After that tweet, I was inundated with other designers liking and messaging similar thoughts. I am not the only one who see's the need for a new or more so familiar versioning model in design software today.

I have had numerous conversations with designers across the globe who use Figma in production with their versioning to find out what pit falls they have fallen into, what it took to resolve them and to gain an understanding of their process when designing in their software.

In Figma (and soon to be Sketch) their versioning model I think has a major flaw. Given the following scenario can you spot it?

1. Designer A makes a change to Page 1
2. Designer B makes a change Page 2
3. Designer A names version "v1"
4. Designer B makes a change to Page 2
5. Designer A makes a change to Page 1
6. Designer A rolls back to "v1"

Do you see it? Any changes that Designer B would have made in Page 2 at step 4 would have been affected and wiped out when Designer A rolls back to "v1". Figma gives you the ability to name a version. But this has impact across the full file and not just isolated to what they may be working on. This model of collaborative versioning will cost your project time trying to redesign all the lost features across numerous pages and ultimately money.

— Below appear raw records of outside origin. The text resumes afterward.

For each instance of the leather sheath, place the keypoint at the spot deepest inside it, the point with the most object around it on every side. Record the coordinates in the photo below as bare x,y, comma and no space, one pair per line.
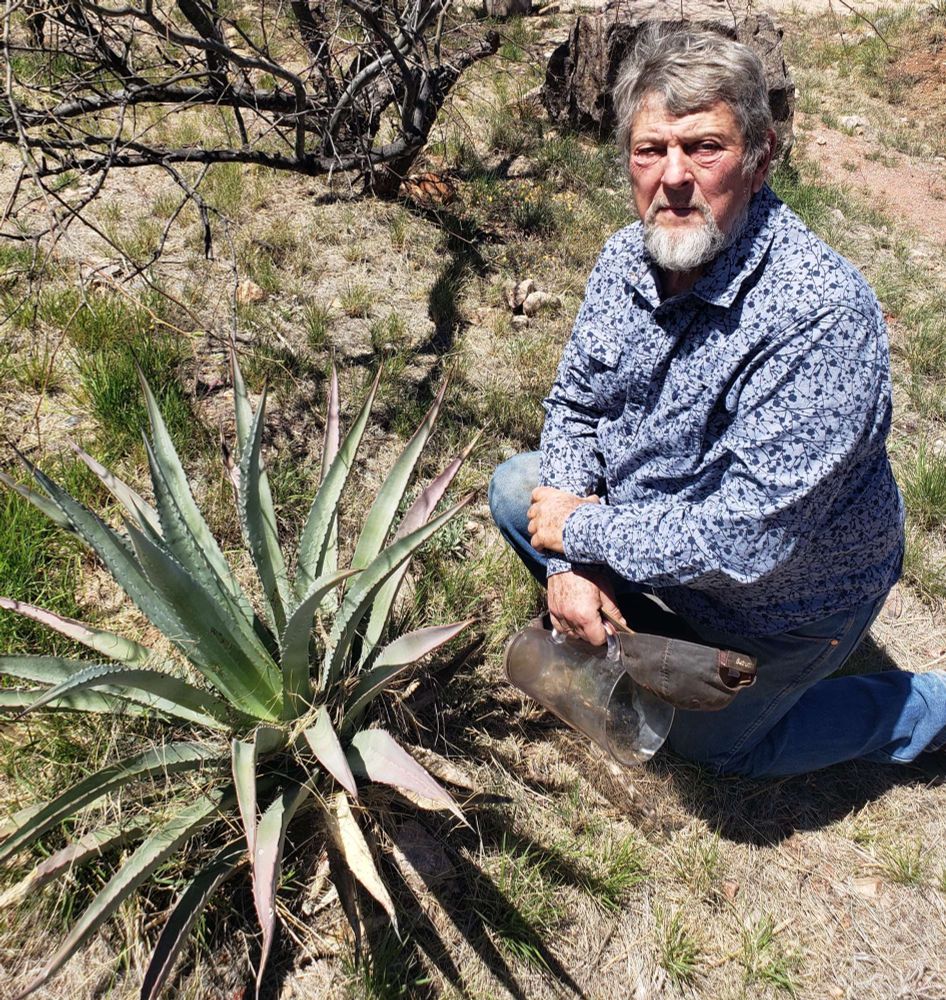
688,675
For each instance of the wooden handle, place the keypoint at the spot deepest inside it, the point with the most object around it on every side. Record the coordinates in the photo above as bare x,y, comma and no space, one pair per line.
616,623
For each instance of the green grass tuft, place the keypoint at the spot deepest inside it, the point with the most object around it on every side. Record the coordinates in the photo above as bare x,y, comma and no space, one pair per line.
764,961
678,952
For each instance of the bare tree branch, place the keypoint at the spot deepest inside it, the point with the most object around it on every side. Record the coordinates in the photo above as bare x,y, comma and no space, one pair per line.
314,86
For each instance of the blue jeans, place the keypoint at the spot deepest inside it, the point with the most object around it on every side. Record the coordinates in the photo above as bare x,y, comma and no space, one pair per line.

Out of all the conversations had not one of them had a common approach to project structure, versioning files, white-labelling design (specific brand colours and variations if working with multiple clients who use a design system etc), merging of assets from multiple designers and of course rollbacks. Even Figma themselves (and I suspect Sketch will too ) did not have a solution to their own model.

Here in lies a problem. In software we have processes around development, requirement gathering and QA. Most engineers, developers or indie hackers follow a process that could be widened out to a team at some stage or another with a few tweaks. But for designers, if you are collaborating with other designers in your collaborative design software of choice who all take different approaches to the same problem then there is an issue.

Let's move away from a design file having pages being called "Homepage - v1" or "JIRA-3918 -CUSTOMERS_NAME - shopping cart - idea 3" to a design file with structure and organisation no matter what level you are looking at it from.

When it comes to customer sign off or developer hand off everything will be in a contained place shareable to who ever it may concern. Give customers a login to see only a specific branch to gather comments and open that feedback loop quicker. Likewise developers could log in and see assets that are signed off by the customer and ready to be developed and for QA knowing that what ever they are looking is the source of truth means they can test and validate the developers work.